Recently I came across several folks who are interested in bringing US Brownfield remediation technology to China. Their idea is based on the fact that the U.S. Environmental Protection Agency (EPA) reports that as of June 2013, US Brownfields Program has assessed 20,449 properties completed 872 cleanups, leveraged 90,017 jobs and USD 20.1 billion in investment. A report from China estimated 600,000 “identified” contaminated “industrial” sites. Chinese central government has indicated intent to spending approximately RMB 600 billion on land remediation. This would be therefore a tremendous business opportunity for US firms who have the expertise in brownfield cleaning.
The extent of environmental pollution in China’s recent economic reform extended to every corner of the environment: air, water, and soil. Some even argue that if considering the environmental cost, China’s economic GDP growth can be close to zero. There is no doubt that huge investment will have to be made to clean up the polluted environment sooner or later.
Premier Li Keqiang, in his opening address to parliament on March 5, declared the war on pollution in an attempt to head off growing anger over the quality of China’s air, water and soil. If the government is really serious this time, with limited resources, which pollution would get the priority to be addressed? It is definitely not the soil pollution. Soil pollution issues mostly remain a secret in most part of China (Only Guangdong last year released its soil survey results, revealing that 28% land were contaminated). With the pro-GDP growth model continues, I am more pessimistic on when and how local governments would be forced to spend on soil cleaning. It is definitely a huge price that government have to pay, but how to force them to pay might take a long struggle within China. Hurdles before the technology input are huge.
Air pollution, the most visible one, especially it is most visible in the city of Beijing where the central government is located, will most likely get the priority. Reuters recently reported that Beijing’s mayor promised in January to spend 15 billion Yuan ($2.4 billion) on improving air quality this year as part of an “all-out effort” to tackle pollution. I recently came across an online news article showing spectacular birds-eye view of global cities. Till the end, a picture of Shanghai shows the Bund vaguely in a gloomy day, followed with a solid grey color titled Beijing. Public awareness about the air pollution, and how it had in reality affected the daily life in Beijing, all have pushed this air cleaning policy to happen.

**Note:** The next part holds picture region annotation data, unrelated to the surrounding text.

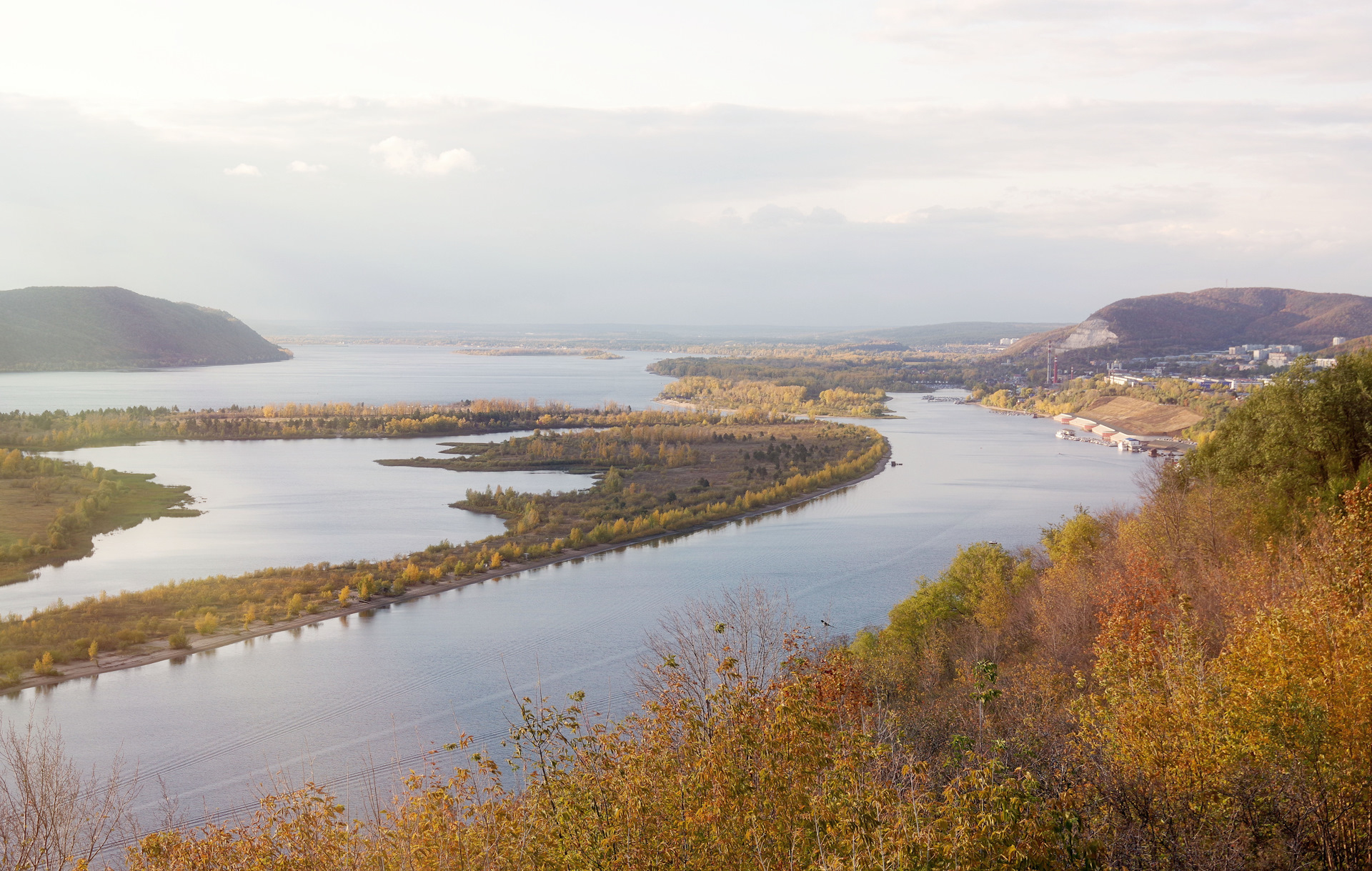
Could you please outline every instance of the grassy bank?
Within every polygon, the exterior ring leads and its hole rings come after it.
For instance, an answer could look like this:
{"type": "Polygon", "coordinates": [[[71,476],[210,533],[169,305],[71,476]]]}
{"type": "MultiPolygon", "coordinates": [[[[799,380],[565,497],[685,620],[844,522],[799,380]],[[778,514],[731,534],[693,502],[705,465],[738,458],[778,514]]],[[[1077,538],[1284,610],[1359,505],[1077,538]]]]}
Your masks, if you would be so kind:
{"type": "Polygon", "coordinates": [[[0,451],[0,586],[89,556],[92,539],[158,517],[193,517],[187,487],[152,475],[0,451]]]}
{"type": "Polygon", "coordinates": [[[668,613],[619,723],[525,698],[362,819],[307,786],[129,867],[1372,867],[1369,398],[1372,355],[1288,373],[1136,508],[971,543],[847,647],[668,613]]]}
{"type": "Polygon", "coordinates": [[[476,435],[535,427],[622,427],[624,424],[708,420],[667,411],[634,411],[615,403],[573,409],[550,402],[472,399],[450,405],[347,402],[268,405],[261,407],[97,409],[88,411],[12,411],[0,414],[0,447],[73,450],[136,444],[165,439],[376,439],[476,435]]]}
{"type": "Polygon", "coordinates": [[[569,549],[687,531],[862,477],[879,468],[888,450],[879,433],[849,424],[681,417],[687,420],[675,425],[542,432],[499,444],[462,444],[461,450],[475,453],[451,460],[391,461],[571,468],[602,470],[602,476],[590,490],[571,494],[469,491],[458,506],[497,514],[508,527],[505,535],[480,542],[440,542],[376,562],[318,562],[169,583],[56,604],[29,616],[10,615],[0,621],[0,683],[16,686],[92,653],[166,650],[185,645],[192,634],[261,628],[302,613],[401,595],[420,583],[547,560],[569,549]]]}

Although it is now on the top agenda of the Beijing government, it will be a tough negotiation between the Beijing and other regional governments. Since the origin of air pollution in Beijing is from provinces which hosts heavy polluted industries, including steel, coal and cement plants, which moved out from Beijing in recent years. Now Hebei’s factories are blamed for their hazardous smog that increasingly envelops the capital.
A succession of Hebei officials used the annual session of parliament in Beijing this month to urge the central government to boost subsidies to help with job losses and other costs from mandated cuts in industrial production across the country. One local official said Hebei was taking on too much of the burden. More subsidies suggests that the central government and Beijing government will have to pay for the clean air.
While local officials said Hebei was making a sacrifice, environmentalists say it has been given a free ride for too long, routinely allowing its industries to beat rivals by ignoring environmental regulations and industrial standards imposed by Beijing. Beijing, on the other hand, did not enforce its regulation to avoid the risk of unemployed steel workers spilling over into the already strained capital.
What kind of crisis can push the local government to start tackle the soil pollution?